Student Hackathon at Technion

Technion Hosts t-hack – Israel’s Largest Student Hackathon

The PneuMonitor team developed a system for monitoring life-threatening situations on the battlefield and won first place and a NIS 50,000 prize.

PneuMonitor is the team that won the NIS 50,000 first-place prize at t-hack – the largest student hackathon in Israel, which was held at Technion. The four group members: Noy Mark, Anat Lyubin Haimov, Rafi Gerasi, and Eran Sasha developed an innovative technology that detects a dangerous medical condition known as pneumothorax also known as a collapsed lung.

More than 600 students throughout the country and across 150 teams participated in t-hack, winning cumulative prizes totalling NIS 100,000. In the final stage of the hackathon, 10 groups with outstanding ideas presented their projects to a panel of judges which included, Prof. Adam Shwartz,  Technion’s Senior Executive Vice President; Dr. Irit Idan, Executive Vice President of Research and Development at Rafael Advanced Defense Systems; Dov Moran, a serial entrepreneur, investor and inventor of the disk-on-key; and Eden Shochat, a venture capitalist, equal partner at Aleph VC, and  co-founder of Face.com, a world leader in facial recognition for social networks.

T-hack, initiated by Technion’s Student Union (ASAT) and t-hub, Technion’s new Entrepreneurship and Innovation Center, focuses on three main areas:  autonomous systems, smart cities and accident and emergency medicine. Leading entrepreneurs from Israel’s industry and participating companies served as mentors for the students. The event was funded by Technion and supported by Intel, Facebook, Noble Energy and other technology companies.

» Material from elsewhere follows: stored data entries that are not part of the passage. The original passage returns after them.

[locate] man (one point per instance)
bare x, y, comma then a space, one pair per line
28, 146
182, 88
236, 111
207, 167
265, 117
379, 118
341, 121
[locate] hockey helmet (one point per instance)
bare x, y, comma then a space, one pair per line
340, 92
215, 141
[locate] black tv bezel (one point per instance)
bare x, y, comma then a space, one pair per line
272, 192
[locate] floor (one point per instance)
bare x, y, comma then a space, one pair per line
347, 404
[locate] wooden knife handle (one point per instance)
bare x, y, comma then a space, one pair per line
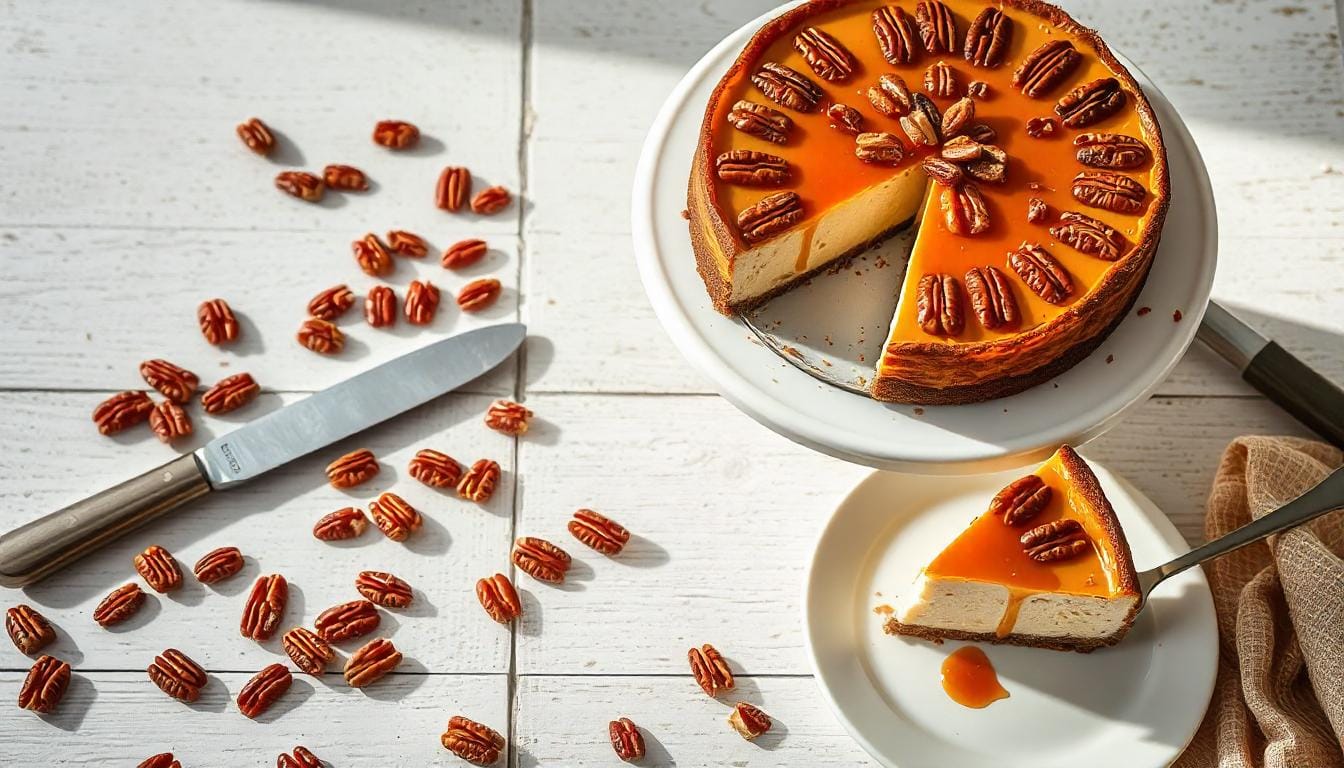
43, 546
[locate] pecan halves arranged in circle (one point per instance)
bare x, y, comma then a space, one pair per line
159, 569
121, 410
499, 599
598, 531
45, 685
178, 675
786, 86
1022, 501
371, 662
824, 54
28, 630
307, 650
1046, 67
711, 671
770, 215
751, 168
264, 689
265, 607
1042, 273
1058, 540
472, 741
118, 605
761, 121
1090, 102
1089, 236
991, 297
540, 560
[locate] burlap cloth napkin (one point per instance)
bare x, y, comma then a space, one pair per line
1278, 701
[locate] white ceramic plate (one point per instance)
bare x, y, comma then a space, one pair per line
1135, 705
1010, 432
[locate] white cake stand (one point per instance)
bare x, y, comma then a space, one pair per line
828, 330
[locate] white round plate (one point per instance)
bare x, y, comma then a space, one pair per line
1133, 705
1010, 432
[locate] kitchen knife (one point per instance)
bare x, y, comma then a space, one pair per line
40, 548
1308, 396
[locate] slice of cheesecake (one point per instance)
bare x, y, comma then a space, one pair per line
1047, 565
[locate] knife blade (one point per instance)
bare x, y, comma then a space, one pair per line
43, 546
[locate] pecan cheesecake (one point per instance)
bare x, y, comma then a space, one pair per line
1047, 565
1023, 148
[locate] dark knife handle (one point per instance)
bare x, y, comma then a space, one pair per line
1308, 396
43, 546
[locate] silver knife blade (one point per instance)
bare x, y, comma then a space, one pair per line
355, 404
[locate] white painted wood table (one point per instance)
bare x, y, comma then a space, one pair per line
125, 199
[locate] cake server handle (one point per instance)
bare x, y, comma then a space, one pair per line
1325, 496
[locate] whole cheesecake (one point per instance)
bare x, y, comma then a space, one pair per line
1023, 148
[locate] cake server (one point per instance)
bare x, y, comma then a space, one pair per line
43, 546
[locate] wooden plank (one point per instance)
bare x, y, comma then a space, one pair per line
120, 718
51, 456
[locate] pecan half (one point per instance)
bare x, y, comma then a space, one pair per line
395, 133
770, 215
346, 178
174, 382
464, 253
1090, 102
711, 671
1046, 67
28, 630
321, 336
479, 295
761, 121
121, 410
540, 560
265, 607
218, 564
371, 662
1090, 236
940, 308
421, 303
218, 323
479, 483
824, 54
895, 34
352, 468
987, 39
454, 186
1110, 151
1058, 540
118, 605
991, 297
45, 685
472, 741
1109, 191
499, 599
307, 650
264, 689
257, 136
1022, 499
300, 184
1042, 273
394, 517
751, 168
347, 620
178, 675
159, 569
598, 531
786, 86
749, 721
626, 739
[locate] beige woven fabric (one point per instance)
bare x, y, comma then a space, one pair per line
1280, 696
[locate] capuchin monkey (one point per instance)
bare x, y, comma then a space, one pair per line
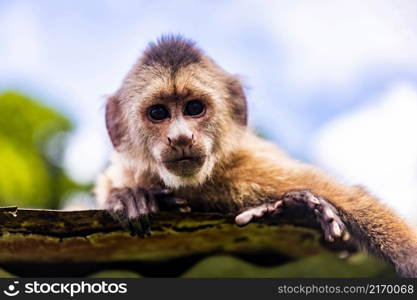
178, 124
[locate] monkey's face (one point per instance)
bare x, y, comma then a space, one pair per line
180, 134
177, 113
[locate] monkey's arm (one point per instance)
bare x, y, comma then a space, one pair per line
378, 229
132, 204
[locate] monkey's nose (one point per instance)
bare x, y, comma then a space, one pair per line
181, 142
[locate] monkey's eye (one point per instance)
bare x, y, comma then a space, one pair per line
158, 112
194, 108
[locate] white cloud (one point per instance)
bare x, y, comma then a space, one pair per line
22, 45
332, 42
376, 146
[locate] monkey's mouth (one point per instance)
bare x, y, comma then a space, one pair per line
184, 159
185, 165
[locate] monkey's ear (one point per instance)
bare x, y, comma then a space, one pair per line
238, 101
116, 127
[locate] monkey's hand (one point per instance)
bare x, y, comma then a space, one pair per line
303, 203
133, 207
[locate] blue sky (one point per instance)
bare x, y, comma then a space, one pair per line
305, 64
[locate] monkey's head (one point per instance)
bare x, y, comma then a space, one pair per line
177, 113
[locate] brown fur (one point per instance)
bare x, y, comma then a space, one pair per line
244, 170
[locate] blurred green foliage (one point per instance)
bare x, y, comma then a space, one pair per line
32, 139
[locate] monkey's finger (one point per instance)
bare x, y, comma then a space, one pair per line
151, 203
136, 227
146, 225
245, 217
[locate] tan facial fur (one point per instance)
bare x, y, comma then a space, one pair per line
213, 161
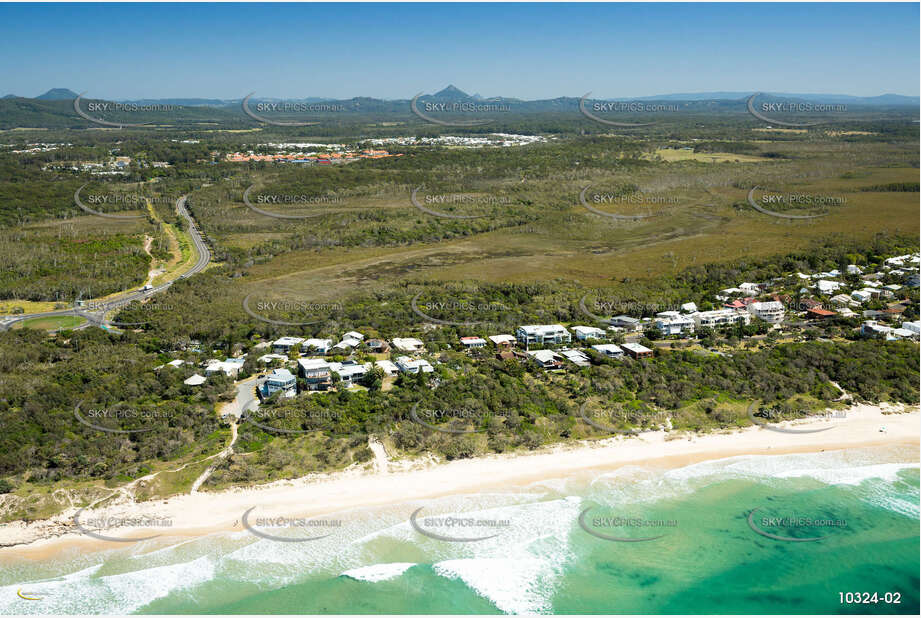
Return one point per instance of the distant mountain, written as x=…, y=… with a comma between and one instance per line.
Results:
x=58, y=94
x=451, y=92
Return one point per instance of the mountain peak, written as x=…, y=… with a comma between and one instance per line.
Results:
x=452, y=91
x=58, y=94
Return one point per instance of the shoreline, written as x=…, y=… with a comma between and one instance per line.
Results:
x=202, y=514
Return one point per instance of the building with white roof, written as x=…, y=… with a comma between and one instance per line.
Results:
x=770, y=311
x=720, y=317
x=473, y=342
x=542, y=334
x=280, y=380
x=547, y=359
x=609, y=349
x=576, y=357
x=584, y=333
x=284, y=345
x=390, y=369
x=413, y=365
x=408, y=344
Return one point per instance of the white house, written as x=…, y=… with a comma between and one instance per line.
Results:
x=588, y=332
x=771, y=311
x=502, y=340
x=720, y=317
x=473, y=342
x=280, y=380
x=625, y=322
x=609, y=349
x=576, y=357
x=547, y=359
x=389, y=368
x=285, y=344
x=408, y=344
x=542, y=333
x=675, y=325
x=827, y=287
x=414, y=365
x=230, y=367
x=321, y=346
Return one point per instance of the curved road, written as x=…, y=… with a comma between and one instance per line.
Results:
x=98, y=309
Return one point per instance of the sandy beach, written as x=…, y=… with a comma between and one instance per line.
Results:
x=199, y=514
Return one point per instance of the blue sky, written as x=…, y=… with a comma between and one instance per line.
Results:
x=397, y=50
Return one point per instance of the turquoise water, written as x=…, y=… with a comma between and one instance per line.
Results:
x=707, y=558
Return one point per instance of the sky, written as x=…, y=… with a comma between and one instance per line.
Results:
x=394, y=51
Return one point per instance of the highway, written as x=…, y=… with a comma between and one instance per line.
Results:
x=95, y=311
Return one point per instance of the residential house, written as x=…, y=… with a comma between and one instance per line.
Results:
x=413, y=365
x=629, y=324
x=584, y=333
x=609, y=349
x=279, y=380
x=576, y=357
x=546, y=359
x=542, y=334
x=284, y=345
x=408, y=344
x=390, y=369
x=636, y=350
x=770, y=311
x=229, y=367
x=501, y=341
x=377, y=346
x=720, y=317
x=319, y=346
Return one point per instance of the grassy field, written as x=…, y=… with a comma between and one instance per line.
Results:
x=57, y=322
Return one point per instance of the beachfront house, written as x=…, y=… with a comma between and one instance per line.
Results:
x=584, y=333
x=542, y=334
x=609, y=349
x=546, y=359
x=637, y=350
x=770, y=311
x=280, y=380
x=408, y=344
x=413, y=365
x=284, y=345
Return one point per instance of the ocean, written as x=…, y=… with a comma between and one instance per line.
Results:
x=787, y=534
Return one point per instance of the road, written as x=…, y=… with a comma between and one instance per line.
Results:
x=97, y=310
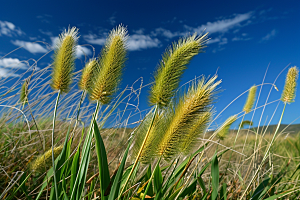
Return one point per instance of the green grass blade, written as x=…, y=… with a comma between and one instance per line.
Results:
x=74, y=168
x=189, y=190
x=102, y=160
x=116, y=184
x=215, y=177
x=157, y=180
x=260, y=190
x=20, y=186
x=202, y=184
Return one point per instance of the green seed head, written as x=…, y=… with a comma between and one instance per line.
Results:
x=289, y=91
x=224, y=129
x=250, y=100
x=88, y=74
x=24, y=92
x=111, y=63
x=171, y=68
x=64, y=60
x=45, y=160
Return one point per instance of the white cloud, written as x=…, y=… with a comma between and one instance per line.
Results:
x=48, y=33
x=221, y=25
x=270, y=35
x=211, y=41
x=6, y=73
x=80, y=50
x=137, y=42
x=92, y=39
x=9, y=29
x=223, y=41
x=166, y=33
x=12, y=63
x=30, y=46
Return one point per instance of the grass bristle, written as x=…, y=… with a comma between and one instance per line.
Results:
x=289, y=91
x=195, y=103
x=171, y=68
x=88, y=74
x=111, y=63
x=64, y=60
x=250, y=99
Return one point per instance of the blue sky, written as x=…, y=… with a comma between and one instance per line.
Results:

At the opening of the event, Prof. Adam Shwartz, said that, “The event was born out of the understanding that entrepreneurship is a worldview and a way of life, and   Technion must provide entrepreneurial education to its students.” Prof. Schwartz is also the Chairman of t-hub, Technion’s Entrepreneurship and Innovation Center, which recently won a NIS 10 million grant from the Council for Higher Education. He added, “We are committed to providing all interested students with the tools to solve engineering, technological and scientific challenges during their professional careers, whether they work in academia, start-up companies, industrial, civilian or security companies, or in any other companies that benefit the public.”